In March 2006 it was announced that the Heritage Lottery Fund was awarding over £2,000,000 to help with the restoration of Weston Park. The work took two years to complete and consisted of the following work:
- Resurfacing all paths and replacing modern railings and gates with more appropriate designs.
- Refurbishing all seven of the Grade II listed monuments and memorials, which powerfully commemorate the valour and craftsmanship of the people of Sheffield and their efforts to promote social reform.
- Recreating the original vision for the lake as a striking reflective sheet of water crossed by two beautiful wooden bridges, using the original 1874 Marnock designs discovered in the city archives.
- Restoring the bandstand, which is a nationally rare example of a fully glazed structure, to create a unique cultural venue and outdoor classroom.
- Replacing the stolen south east gates, the theft of which in 1995 came to symbolise the lowest point in the fortunes of the park.
- Planting new trees and shrubs in Marnock's style to increase the all-year-round interest and sensory value.
- Installing new benches and creating quiet, sheltered seating areas.
- Remodelling and refurbishing two of the existing tennis courts.

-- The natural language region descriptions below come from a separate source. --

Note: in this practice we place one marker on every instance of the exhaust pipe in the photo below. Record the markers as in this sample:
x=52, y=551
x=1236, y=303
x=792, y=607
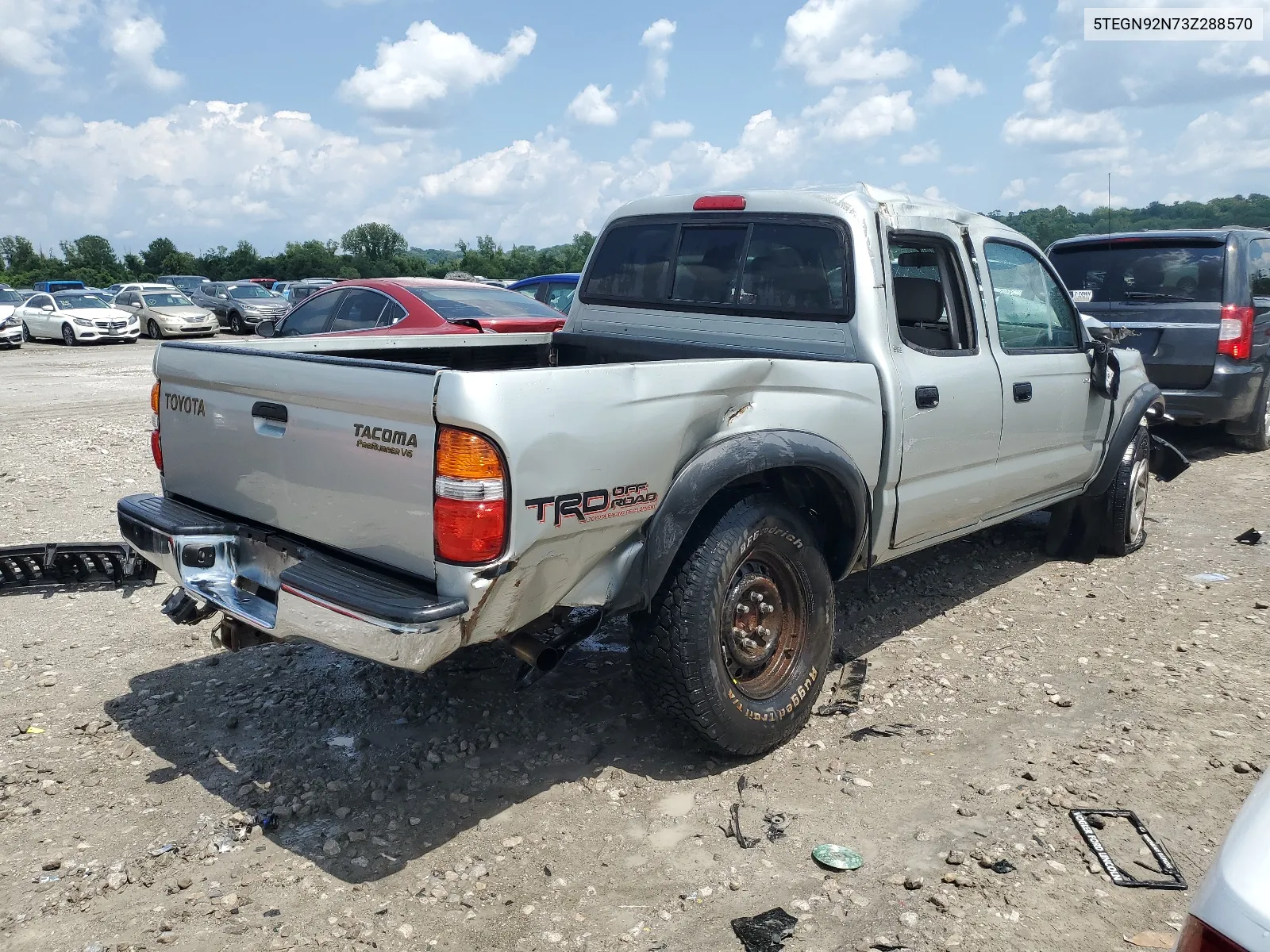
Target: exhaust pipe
x=533, y=653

- Providing improved facilities for the park staff.
- Installing lighting and CCTV along one of the principal routes through the park.
- Improving access to ensure all areas of the park are wheelchair accessible.
- Installing new signage and interpretation boards.
- Developing a range of activities and events to encourage new users from across the city and beyond.

The park was formally reopened on Sunday 1 June 2008 by the Lord Mayor of Sheffield.